長かった今回の日本代表の活動も、いよいよ6月15日のワールドカップ2次予選、キルギス戦が最後となる。橋本拳人はここまでの4試合すべてでプレーしているが、直近のセルビア戦では前半のみのプレー。相次いだミスから目を背けることなく、再生の物語をスタートさせる。

上写真=橋本拳人はセルビア戦でのミスに向き合って、再生への覚悟を決めた(写真◎Getty Images)

「強みであるボール奪取や守備の部分も出せなかった」

 橋本拳人はこのシリーズでここまで4試合すべてでプレーしている。5月28日のミャンマー戦で69分から登場し、4-3-3システムのアンカーに入った。そこから3試合は先発でボランチに入り、6月3日のU-24日本代表戦は62分まで守田英正と組んだ。7日のタジキスタン戦は川辺駿と組んで68分までプレーした。

 そして11日のセルビア戦は再び守田とプレーしたが、前半のみのプレーに終わった。

「前回の試合で前半、なかなか攻撃ができなかったのは自分の責任と感じています」

 セルビアが前半は5バック気味に低く構えて硬い試合に持ち込んできた。それもあって崩すのが難しかったのは事実だが、橋本自身はすべて自分の力量不足だと断じている。

「前へのチャレンジはしていたんですけど、パスがずれたことが何度かありましたし、不用意なロストもありました。最初にミスが続いて、それを取り返そうじゃないけど、いいプレーしたいという考えになってしまって、普段選択しないようなパスを選択してしまったり、自分で修正が効かなかったと感じています」

 ミスの連鎖でリズムをつかみきれなかったという自己分析。所属するロシアのロストフではボランチより前の攻撃的なポジションでプレーしていることも関係していそうだが、まずはベーシックな部分に意識を立ち返らせている。

「ボールを受けたときの判断が遅いですし、次が見えていなかった。次のパスコースに出せる立ち位置で受けることや受ける角度が非常に悪かったと思いますし、強い相手になればなるほど奪われる回数が増えてしまって、セルビアはいいチームだったので自分の弱さを露呈してしまったと思います。その中で強みであるボール奪取や守備の部分も出せなかったのも反省だし課題で、それも含めていまの自分の実力を痛感しました」

 15日にはこのシリーズのラストゲームとなるキルギスとのワールドカップ2次予選最終戦が控える。森保一監督はタジキスタン戦のメンバーを中心に起用すると話しており、橋本にチャンスが巡ってくる可能性も高そうだ。
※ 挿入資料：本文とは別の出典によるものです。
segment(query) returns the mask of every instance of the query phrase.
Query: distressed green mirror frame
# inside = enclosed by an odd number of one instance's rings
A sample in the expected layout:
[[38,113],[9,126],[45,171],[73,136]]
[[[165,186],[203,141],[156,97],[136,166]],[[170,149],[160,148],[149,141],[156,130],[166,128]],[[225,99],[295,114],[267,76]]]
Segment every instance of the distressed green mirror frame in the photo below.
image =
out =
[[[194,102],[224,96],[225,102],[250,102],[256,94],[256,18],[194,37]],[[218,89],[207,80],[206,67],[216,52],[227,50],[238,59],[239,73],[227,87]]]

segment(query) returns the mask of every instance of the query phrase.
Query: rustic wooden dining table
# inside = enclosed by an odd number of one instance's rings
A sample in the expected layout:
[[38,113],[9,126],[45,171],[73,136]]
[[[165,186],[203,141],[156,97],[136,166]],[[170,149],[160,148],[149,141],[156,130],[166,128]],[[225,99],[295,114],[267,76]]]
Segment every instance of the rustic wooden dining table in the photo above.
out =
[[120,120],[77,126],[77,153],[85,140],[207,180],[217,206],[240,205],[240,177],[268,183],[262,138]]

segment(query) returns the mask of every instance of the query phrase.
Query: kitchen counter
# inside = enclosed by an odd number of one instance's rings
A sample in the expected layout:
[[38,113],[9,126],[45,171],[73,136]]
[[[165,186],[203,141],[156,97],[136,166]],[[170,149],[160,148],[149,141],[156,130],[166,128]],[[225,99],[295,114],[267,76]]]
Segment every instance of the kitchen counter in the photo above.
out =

「切り替えて次、と言えるほど代表の試合は軽いものではないので、重く責任を感じています」

 そう自分に矢印を向け続けるが、だからといって停滞を良しとするほどナイーブではない。

「突き抜けないとこのチームに残れないと感じています。次の試合や所属チームでどれだけ成長できるかを常に考えてやっていくしかないと思っています」

 すでにワールドカップ最終予選進出は決めているから、キルギス戦は今後へ向けた貴重な公式戦の場。「また新たな自分になっていきたいという意識が芽生えています」という橋本にとっては、再生に向けてとてつもなく重要なゲームになりそうだ。